GNOME Bugzilla – Bug 744458
Diagnostic warning if sync GIO calls take too long
Last modified: 2016-06-16 20:38:03 UTC
As discussed on DDL, perhaps we could add a diagnostic warning to GIO sync calls which would be emitted:
1. if G_ENABLE_DIAGNOSTICS is enabled,
2. for each GIO sync call (e.g. g_input_stream_read()) made from the main thread,
3. if that call blocks the main thread for too long.
What do we count as ‘too long’? More than one GTK+ frame (~17ms?)?
The idea here would be to help in tracking down sync I/O operations which are blocking the main thread. There is the possibility (still being discussed on DDL) of also modifying the GIO docs to discourage people writing code that way in the first place, but that’s a separate issue.
Suggestion by Colin to also limit the warnings to being after the first GMainContext iteration:
Not sure we can limit it to after the first GTK+ paint, since that would require some kind of feedback path from GTK+ to GLib/GIO.
There's no reason this should be specific to GIO... you don't want any other sync calls blocking your main loop either.
It also shouldn't be specific to gtk; you don't want clutter-based apps to block either.
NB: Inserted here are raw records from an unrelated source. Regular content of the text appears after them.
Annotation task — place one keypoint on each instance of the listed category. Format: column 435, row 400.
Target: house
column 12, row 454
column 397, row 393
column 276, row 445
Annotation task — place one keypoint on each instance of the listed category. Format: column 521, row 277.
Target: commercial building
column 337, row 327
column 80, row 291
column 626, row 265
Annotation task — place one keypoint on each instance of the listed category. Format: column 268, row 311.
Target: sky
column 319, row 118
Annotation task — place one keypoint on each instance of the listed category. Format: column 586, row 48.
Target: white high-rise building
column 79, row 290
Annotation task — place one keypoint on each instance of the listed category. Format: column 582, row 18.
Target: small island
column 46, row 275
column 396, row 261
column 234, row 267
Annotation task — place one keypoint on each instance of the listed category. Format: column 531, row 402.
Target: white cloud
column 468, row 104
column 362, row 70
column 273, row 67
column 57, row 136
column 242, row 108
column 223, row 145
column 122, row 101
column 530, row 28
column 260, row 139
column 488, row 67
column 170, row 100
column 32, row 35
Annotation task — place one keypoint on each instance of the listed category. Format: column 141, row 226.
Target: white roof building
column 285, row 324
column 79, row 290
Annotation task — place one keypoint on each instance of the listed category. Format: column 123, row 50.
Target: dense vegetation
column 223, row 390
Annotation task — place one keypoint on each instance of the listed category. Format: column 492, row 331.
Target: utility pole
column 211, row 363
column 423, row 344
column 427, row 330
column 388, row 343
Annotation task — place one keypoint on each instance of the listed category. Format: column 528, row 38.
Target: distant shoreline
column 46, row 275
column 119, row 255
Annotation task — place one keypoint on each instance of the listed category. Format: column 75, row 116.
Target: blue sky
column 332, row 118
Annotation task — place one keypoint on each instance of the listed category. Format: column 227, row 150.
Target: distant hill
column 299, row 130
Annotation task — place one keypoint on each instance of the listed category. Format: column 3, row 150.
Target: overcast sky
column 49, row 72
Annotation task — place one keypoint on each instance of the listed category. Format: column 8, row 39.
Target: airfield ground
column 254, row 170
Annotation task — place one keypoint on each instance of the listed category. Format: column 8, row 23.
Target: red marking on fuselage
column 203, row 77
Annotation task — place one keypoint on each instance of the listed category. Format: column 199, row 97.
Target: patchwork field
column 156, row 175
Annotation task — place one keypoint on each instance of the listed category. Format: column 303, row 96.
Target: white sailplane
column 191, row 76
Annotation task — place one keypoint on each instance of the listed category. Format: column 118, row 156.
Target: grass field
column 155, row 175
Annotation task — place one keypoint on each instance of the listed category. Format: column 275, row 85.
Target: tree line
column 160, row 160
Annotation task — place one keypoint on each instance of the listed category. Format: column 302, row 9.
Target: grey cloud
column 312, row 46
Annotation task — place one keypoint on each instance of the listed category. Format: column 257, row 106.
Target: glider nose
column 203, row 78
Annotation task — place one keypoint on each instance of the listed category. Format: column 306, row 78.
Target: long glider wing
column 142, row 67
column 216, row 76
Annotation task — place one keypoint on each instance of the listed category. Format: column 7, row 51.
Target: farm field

I think in general, if you are using a GMainContext, then you shouldn't be blocking it.
I think someone wrote a patch to GMainContext to do this once before, but I can't find it now...
Benjamin had one at some point, I believe
Never managed to use systemtap with jhbuilt libraries FWIW.
(In reply to Dan Winship from comment #2)
> There's no reason this should be specific to GIO... you don't want any other
> sync calls blocking your main loop either.
> It also shouldn't be specific to gtk; you don't want clutter-based apps to
> block either. I think in general, if you are using a GMainContext, then you
> shouldn't be blocking it.
> I think someone wrote a patch to GMainContext to do this once before, but I
> can't find it now...
The approach of warning when a specific GSource takes too long is alright, but I suspect we would end up seeing a lot of anonymous GIdleSources in there from GTask’s complete_in_idle_cb().
I think there’s an important difference between instrumenting the GMainContext and instrumenting the *_sync() functions themselves. With the latter, it should be a lot easier to find the call site which is causing the problem; whereas with the former all you see is that some sync function is being called somewhere in a stack below a standard GSource dispatch.
I could be overestimating the level of function call nesting people hide their sync calls below, and the two approaches could actually be equally useful…but I think they are fundamentally different.
As discussed in various places, this is best handled using SystemTap. We now have a fairly complete set of SystemTap probes for the main context and GSources (bug #759813). Dunfell (https://github.com/pwithnall/dunfell) can visualise the main context and should obviously highlight main context dispatches which are taking a long time. Given backtrace data from SystemTap (which Dunfell doesn't currently capture and present — but it should) this should make debugging long *_sync() calls fairly straightforward, just by finding the main context dispatch which they block.